How to Become Dean of Pomona College

Pomona’s new vice president and dean of the college is a familiar face: Professor of Geology Robert Gaines. Here’s the path he followed to get here.

Robert Gaines

1Growing up in Alabama, the son of two history scholars, develop an abiding interest in ancient civilizations. Fall in love with things even older at age 5 when your mom brings you a fossil trilobite half a billion years old from a vacation in Utah.


2Discover in grade school that you can find fossils of sea creatures 80 million years old right behind your school. Carry that fascination with the geological record through high school to the College of William and Mary.


3In college, go on a road trip organized by a faculty mentor to the Grand Canyon and the White Mountains of California, including an unexpected detour to Utah where you encounter the source of your very first trilobite, the House Range.


4Go to the University of Cincinnati for your master’s in geology. Take a course with your future Ph.D. advisor, then on sabbatical from UC Riverside, and find her interest in studying ancient ecosystems through their fossils contagious.


5Following your mentor to California for doctoral studies, take your fascination with that first trilobite full circle when you decide to focus your Ph.D. thesis on the Cambrian ecosystems recorded in Utah’s House Range.


6As a teaching assistant at UC Riverside, find that you love teaching and get your first administrative experience when you’re hired as director of a program to train new science teaching assistants.

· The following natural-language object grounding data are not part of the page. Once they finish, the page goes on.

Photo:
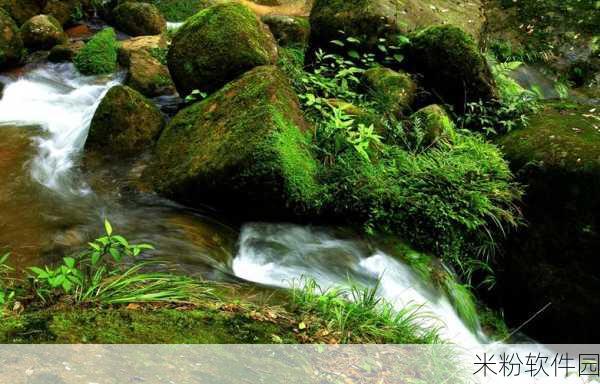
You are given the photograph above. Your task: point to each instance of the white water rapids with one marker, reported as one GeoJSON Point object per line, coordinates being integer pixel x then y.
{"type": "Point", "coordinates": [62, 102]}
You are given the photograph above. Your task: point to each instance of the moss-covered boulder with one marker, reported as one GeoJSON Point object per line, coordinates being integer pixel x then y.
{"type": "Point", "coordinates": [394, 90]}
{"type": "Point", "coordinates": [242, 149]}
{"type": "Point", "coordinates": [155, 44]}
{"type": "Point", "coordinates": [42, 32]}
{"type": "Point", "coordinates": [11, 44]}
{"type": "Point", "coordinates": [434, 124]}
{"type": "Point", "coordinates": [65, 52]}
{"type": "Point", "coordinates": [554, 259]}
{"type": "Point", "coordinates": [138, 19]}
{"type": "Point", "coordinates": [148, 75]}
{"type": "Point", "coordinates": [22, 10]}
{"type": "Point", "coordinates": [453, 69]}
{"type": "Point", "coordinates": [99, 56]}
{"type": "Point", "coordinates": [371, 20]}
{"type": "Point", "coordinates": [217, 45]}
{"type": "Point", "coordinates": [288, 30]}
{"type": "Point", "coordinates": [125, 123]}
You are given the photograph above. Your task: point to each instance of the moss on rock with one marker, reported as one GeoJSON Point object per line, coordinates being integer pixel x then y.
{"type": "Point", "coordinates": [11, 44]}
{"type": "Point", "coordinates": [217, 45]}
{"type": "Point", "coordinates": [137, 19]}
{"type": "Point", "coordinates": [558, 157]}
{"type": "Point", "coordinates": [99, 56]}
{"type": "Point", "coordinates": [124, 124]}
{"type": "Point", "coordinates": [395, 91]}
{"type": "Point", "coordinates": [288, 30]}
{"type": "Point", "coordinates": [22, 10]}
{"type": "Point", "coordinates": [42, 32]}
{"type": "Point", "coordinates": [451, 65]}
{"type": "Point", "coordinates": [242, 148]}
{"type": "Point", "coordinates": [371, 20]}
{"type": "Point", "coordinates": [65, 52]}
{"type": "Point", "coordinates": [435, 124]}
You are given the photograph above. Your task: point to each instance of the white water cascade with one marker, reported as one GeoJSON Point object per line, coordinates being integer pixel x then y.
{"type": "Point", "coordinates": [58, 99]}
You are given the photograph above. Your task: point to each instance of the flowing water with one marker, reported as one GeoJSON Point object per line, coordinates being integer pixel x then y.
{"type": "Point", "coordinates": [52, 201]}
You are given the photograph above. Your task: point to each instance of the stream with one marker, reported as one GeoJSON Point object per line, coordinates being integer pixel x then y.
{"type": "Point", "coordinates": [52, 200]}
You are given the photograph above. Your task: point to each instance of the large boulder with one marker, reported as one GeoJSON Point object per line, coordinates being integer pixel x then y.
{"type": "Point", "coordinates": [148, 75]}
{"type": "Point", "coordinates": [395, 90]}
{"type": "Point", "coordinates": [138, 19]}
{"type": "Point", "coordinates": [372, 20]}
{"type": "Point", "coordinates": [453, 69]}
{"type": "Point", "coordinates": [22, 10]}
{"type": "Point", "coordinates": [554, 259]}
{"type": "Point", "coordinates": [11, 44]}
{"type": "Point", "coordinates": [42, 32]}
{"type": "Point", "coordinates": [65, 11]}
{"type": "Point", "coordinates": [217, 45]}
{"type": "Point", "coordinates": [99, 56]}
{"type": "Point", "coordinates": [65, 52]}
{"type": "Point", "coordinates": [243, 149]}
{"type": "Point", "coordinates": [125, 123]}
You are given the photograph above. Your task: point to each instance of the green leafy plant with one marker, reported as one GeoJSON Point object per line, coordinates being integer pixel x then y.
{"type": "Point", "coordinates": [101, 274]}
{"type": "Point", "coordinates": [357, 315]}
{"type": "Point", "coordinates": [7, 294]}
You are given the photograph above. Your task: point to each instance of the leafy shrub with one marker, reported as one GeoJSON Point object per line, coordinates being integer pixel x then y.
{"type": "Point", "coordinates": [7, 294]}
{"type": "Point", "coordinates": [357, 315]}
{"type": "Point", "coordinates": [453, 200]}
{"type": "Point", "coordinates": [101, 275]}
{"type": "Point", "coordinates": [99, 56]}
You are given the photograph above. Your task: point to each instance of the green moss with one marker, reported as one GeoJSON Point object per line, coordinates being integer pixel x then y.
{"type": "Point", "coordinates": [560, 135]}
{"type": "Point", "coordinates": [125, 123]}
{"type": "Point", "coordinates": [393, 91]}
{"type": "Point", "coordinates": [99, 56]}
{"type": "Point", "coordinates": [217, 45]}
{"type": "Point", "coordinates": [11, 44]}
{"type": "Point", "coordinates": [452, 66]}
{"type": "Point", "coordinates": [243, 144]}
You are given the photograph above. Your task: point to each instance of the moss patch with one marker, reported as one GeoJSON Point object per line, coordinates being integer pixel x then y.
{"type": "Point", "coordinates": [244, 145]}
{"type": "Point", "coordinates": [99, 56]}
{"type": "Point", "coordinates": [217, 45]}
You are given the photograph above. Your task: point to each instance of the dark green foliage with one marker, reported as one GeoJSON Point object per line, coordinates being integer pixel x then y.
{"type": "Point", "coordinates": [454, 201]}
{"type": "Point", "coordinates": [453, 69]}
{"type": "Point", "coordinates": [99, 56]}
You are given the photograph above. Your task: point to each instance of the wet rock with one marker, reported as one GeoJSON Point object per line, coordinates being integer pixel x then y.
{"type": "Point", "coordinates": [125, 123]}
{"type": "Point", "coordinates": [288, 30]}
{"type": "Point", "coordinates": [148, 75]}
{"type": "Point", "coordinates": [371, 20]}
{"type": "Point", "coordinates": [241, 149]}
{"type": "Point", "coordinates": [11, 44]}
{"type": "Point", "coordinates": [217, 45]}
{"type": "Point", "coordinates": [42, 32]}
{"type": "Point", "coordinates": [395, 90]}
{"type": "Point", "coordinates": [65, 52]}
{"type": "Point", "coordinates": [22, 10]}
{"type": "Point", "coordinates": [435, 124]}
{"type": "Point", "coordinates": [452, 67]}
{"type": "Point", "coordinates": [150, 44]}
{"type": "Point", "coordinates": [138, 19]}
{"type": "Point", "coordinates": [65, 11]}
{"type": "Point", "coordinates": [554, 259]}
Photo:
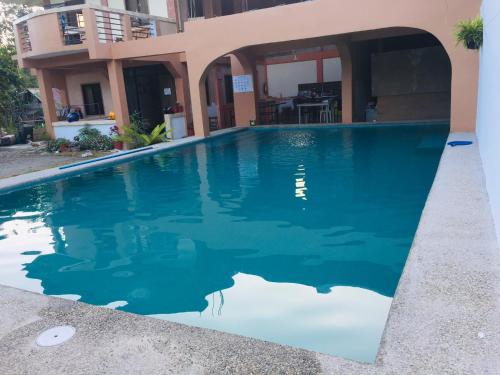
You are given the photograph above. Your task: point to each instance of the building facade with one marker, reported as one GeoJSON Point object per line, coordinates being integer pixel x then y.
{"type": "Point", "coordinates": [235, 62]}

7Get hired for a one-year position as visiting assistant professor of geology at Pomona and fall in love with the place and its students. Apply for a tenure track position, and to your surprise, get your dream job.


8As an expert on the ecosystems and geology of the Cambrian explosion of life forms, travel the world and take part in some of the biggest paleontological discoveries of our time, from Canada to China.


9Serve as chair of the Geology Department and take leadership roles in college governance. Among other things, help create the position of chair of the faculty and co-chair the Strategic Planning Steering Committee.


10Though you’re shocked to be asked, agree to lead the College’s academic program as interim dean for one year; then, persuaded by the pleasure of working with the faculty, agree to serve for three years.